DocBank icon indicating copy to clipboard operation
DocBank copied to clipboard

pdf files not included in the dataset

Open Apurv3377 opened this issue 3 years ago • 6 comments

I have been working on DocBank_samples since a month now. Today I downloaded the main dataset from onedrive and I could not see any pdf files! I wanted to request , If it is possible to provide the PDF files too?

I appreciate the help!

Apurv3377 avatar Jun 06 '21 09:06 Apurv3377

I also wonder why no PDFs are provided. Providing only images + annotations puts restrictions on what kind of models can be build. What if I want a model that just takes PDFs and not just images?

iiLaurens avatar Jun 12 '21 09:06 iiLaurens

Actually, I am also fine if only non-colored PDFs are provided. :) But Yes would be more helpful with annotated.

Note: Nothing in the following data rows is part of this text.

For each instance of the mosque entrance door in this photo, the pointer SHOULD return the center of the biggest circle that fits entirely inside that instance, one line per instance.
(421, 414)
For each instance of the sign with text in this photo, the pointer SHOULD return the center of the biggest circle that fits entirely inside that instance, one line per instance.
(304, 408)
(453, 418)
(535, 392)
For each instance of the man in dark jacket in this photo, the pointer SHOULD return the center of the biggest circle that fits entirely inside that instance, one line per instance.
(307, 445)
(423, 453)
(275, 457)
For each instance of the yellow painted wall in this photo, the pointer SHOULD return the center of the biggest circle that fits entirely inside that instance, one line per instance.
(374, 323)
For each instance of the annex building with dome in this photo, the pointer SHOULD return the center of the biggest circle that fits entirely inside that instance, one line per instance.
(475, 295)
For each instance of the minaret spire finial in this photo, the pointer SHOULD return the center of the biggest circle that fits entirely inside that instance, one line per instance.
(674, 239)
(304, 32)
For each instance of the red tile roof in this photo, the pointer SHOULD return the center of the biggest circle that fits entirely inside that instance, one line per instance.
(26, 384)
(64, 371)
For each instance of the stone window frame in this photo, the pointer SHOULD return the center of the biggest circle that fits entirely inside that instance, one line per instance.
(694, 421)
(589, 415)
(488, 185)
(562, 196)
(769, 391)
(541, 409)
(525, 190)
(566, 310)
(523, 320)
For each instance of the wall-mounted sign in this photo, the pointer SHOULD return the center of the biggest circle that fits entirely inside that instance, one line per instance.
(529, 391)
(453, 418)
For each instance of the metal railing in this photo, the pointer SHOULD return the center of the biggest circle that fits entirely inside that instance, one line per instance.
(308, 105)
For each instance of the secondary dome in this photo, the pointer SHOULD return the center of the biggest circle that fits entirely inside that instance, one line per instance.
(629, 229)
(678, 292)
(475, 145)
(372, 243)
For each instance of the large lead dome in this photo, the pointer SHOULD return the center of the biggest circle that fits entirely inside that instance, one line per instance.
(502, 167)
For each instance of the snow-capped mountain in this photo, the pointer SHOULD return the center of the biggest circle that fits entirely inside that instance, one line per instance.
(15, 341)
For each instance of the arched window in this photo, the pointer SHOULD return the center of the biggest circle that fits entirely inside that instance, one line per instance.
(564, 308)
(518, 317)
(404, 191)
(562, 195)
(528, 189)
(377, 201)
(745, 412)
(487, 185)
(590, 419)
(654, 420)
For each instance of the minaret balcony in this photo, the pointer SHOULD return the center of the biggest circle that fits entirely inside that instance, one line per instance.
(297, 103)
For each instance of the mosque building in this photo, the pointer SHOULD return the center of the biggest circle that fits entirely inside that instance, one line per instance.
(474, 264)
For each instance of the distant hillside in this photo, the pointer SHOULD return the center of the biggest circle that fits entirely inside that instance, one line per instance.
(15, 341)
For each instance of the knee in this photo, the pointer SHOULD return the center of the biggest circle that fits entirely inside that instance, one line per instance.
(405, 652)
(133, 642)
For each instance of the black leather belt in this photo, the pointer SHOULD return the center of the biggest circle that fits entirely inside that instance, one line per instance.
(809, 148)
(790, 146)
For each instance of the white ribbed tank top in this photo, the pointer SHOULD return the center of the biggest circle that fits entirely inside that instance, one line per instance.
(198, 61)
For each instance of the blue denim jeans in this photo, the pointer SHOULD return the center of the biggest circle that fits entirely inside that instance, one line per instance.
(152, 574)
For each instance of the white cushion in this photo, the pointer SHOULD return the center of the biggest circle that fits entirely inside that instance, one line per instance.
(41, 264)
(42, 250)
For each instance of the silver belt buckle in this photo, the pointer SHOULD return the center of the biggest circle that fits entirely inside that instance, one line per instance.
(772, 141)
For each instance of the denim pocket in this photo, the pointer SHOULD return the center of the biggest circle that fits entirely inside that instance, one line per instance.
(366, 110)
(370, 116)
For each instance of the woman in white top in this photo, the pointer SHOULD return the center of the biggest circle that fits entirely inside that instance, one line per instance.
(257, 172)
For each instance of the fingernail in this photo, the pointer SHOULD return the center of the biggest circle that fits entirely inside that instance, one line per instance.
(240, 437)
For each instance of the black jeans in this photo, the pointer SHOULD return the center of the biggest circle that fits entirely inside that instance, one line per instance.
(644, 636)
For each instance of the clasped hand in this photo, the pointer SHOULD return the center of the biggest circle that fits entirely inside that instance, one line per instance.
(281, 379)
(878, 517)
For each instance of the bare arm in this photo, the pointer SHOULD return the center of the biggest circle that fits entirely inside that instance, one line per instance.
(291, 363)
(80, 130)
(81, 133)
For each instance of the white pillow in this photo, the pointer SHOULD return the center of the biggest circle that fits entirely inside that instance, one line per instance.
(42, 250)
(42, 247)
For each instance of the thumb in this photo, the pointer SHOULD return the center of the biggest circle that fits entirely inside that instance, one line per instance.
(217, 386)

Apurv3377 avatar Jun 14 '21 14:06 Apurv3377

In fact, the PDF is derived from arXiv's papers during 2014-2018, but we currently have no plan to provide corresponding pdfs. Sorry about this.

liminghao1630 avatar Jun 15 '21 06:06 liminghao1630

Hello @liminghao1630, thank you for your project. About pdfs, are you planning to publish at least the code for preprocessing them? I mean, if I get a quick look to an original paper corrisponding to your images I see some mismatch between their parts, e.g. images in different pages (and so bound boxes and annotations in general).

andreagemelli avatar Nov 03 '21 13:11 andreagemelli

Does anyone know if the names of the PDFs are available? In that case I guess one could build a pipeline to download them.

mattiasstahre avatar Jan 28 '22 11:01 mattiasstahre

@liminghao1630 It's unfortunate that you do not publish the original files as it prohibits pdf-based models from using this dataset.

@mattiasstahre I think that from looking at names of the .txt and .jpg files in the dataset one can identify the arxiv URL. 1.tar_1401.0098.gz_TachyonPotentialsV12-PRD-enviado_8.txt => https://arxiv.org/abs/1401.0098 (Title: Tachyon potentials from a supersymmetric FRW model) 1.tar_1501.00050.gz_Godoy-Diana_etal_2014_Enzo_Levi_Workshop_4_ori.jpg => https://arxiv.org/abs/1501.00050 (Title: Four-winged flapping flyer in forward flight)

1.tar_1501.00050.gz_Godoy-Diana_etal_2014_Enzo_Levi_Workshop_4_ori.jpg => arxiv.org/abs/1501.00050

The page number is also available from the filename (0 indexed, so 4 is the 5th page).

I might build a crawler for this if I got time.

jfreyberg avatar Apr 20 '23 13:04 jfreyberg